Side Note: An apology. I have been posting every weekday but things have been chaotic for the last couple of weeks. I’ll explain later. But here’s a post with a little taste of what’s been happening in my life. Good things in store!
For the past few weeks, we’ve been camped out in a hotel while the building completes some repairs to our apartment. It was a nice hotel: the room was a little bigger than the usual New York shoebox, it had a little two-burner kitchen so we didn’t have to eat out every night, the room was clean, without fail the staff was very nice, and it was close enough to our apartment that we could drop by every day to pick up mail and nudge the progress along. (Our only complaint about the hotel itself was that the elevator’s brain needed reprogramming.)
But the hotel was located in an area of town I’d only walked through on my way elsewhere. A neighborhood bordered on the south by Penn Station, on the north by Port Authority (the bus terminal), and on the west by the Lincoln Tunnel. As a result many people “only walk through” on their way to work elsewhere the in city. It’s a working neighborhood, the garment district, with first generation Americans working entry-level jobs. A midday line of workers leading into the service entrance of the building next door revealed a little lunch counter, open only 10-3, Monday-Saturday. My husband wondered if it’s a hidden gem and determines to visit one Saturday [spoiler alert: he spent the night with a porcelain pillow; so not a gem]. A native New Yorker, he loves the energy that the crowds bring.
But, at 5 pm, when the garment-workers go home to their families in other boroughs or New Jersey, the fabric and button and feather and zipper stores and mom-and-pop shops (there are few chain stores there) draw their shutters and lower their gates. The bars stay open for the tunnel and train crowd. And the locals become more apparent. There are few apartments in this neighborhood. The homeless have become more prevalent in New York since Bloomberg left office, and the drug-addicted are prominent in this neighborhood in a way that they aren’t in other areas. It reminds me of the city in the 80s and 90s.
There were three tourist hotels on our block alone, two on the next block over, another four or five one block up; just a few blocks from Times Square (by far, my least favorite area of the city), it may seem convenient to them. The night we moved in, we rode up in the elevator with what seemed like Israeli gamer-kids, and I noticed another crowd of them waiting on the street when I dashed out to find something to carry-in for dinner. Later in the week, I noticed what seemed to be attendees for a convention of little girl beauty pageants. Mostly it seemed to be international or southern tourists.

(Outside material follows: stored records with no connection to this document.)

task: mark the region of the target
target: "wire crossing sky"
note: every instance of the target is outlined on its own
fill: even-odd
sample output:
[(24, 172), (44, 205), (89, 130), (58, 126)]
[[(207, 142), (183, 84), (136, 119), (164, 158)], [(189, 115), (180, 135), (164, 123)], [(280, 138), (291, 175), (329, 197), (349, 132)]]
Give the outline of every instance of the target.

And it occurs to me that maybe they think that all of New York is like this. They see this hotel, they walk up a few blocks to the lights, get their picture taken with a sweat-smelling Elmo who demands a tip, see a Broadway show edition of a Disney movie, eat at the Appleby’s or the Olive Garden on Times Square, or maybe grab a slice of $1 pizza and wonder what the big deal is, or stop at a deli and spend – as I heard one family remark – over $100 for “three doubles and three bottles of water,” perhaps get pick-pocketed, maybe walk a little further, shop at the giant, outdated Macy’s, wait in line for the Empire State Building.
This could be their total experience of New York City. They’ll assume that all neighborhoods are like this, and it will reinforce their ideas and assumptions about the city.
Now that my construction is finished, I can go home again to the real New York. But the tourists we shared our hotel with will never have that opportunity – for them, New York will always consist of the garment district.
I recommend the hotel but, if you stay there, leave the neighborhood and find out what New York is really like.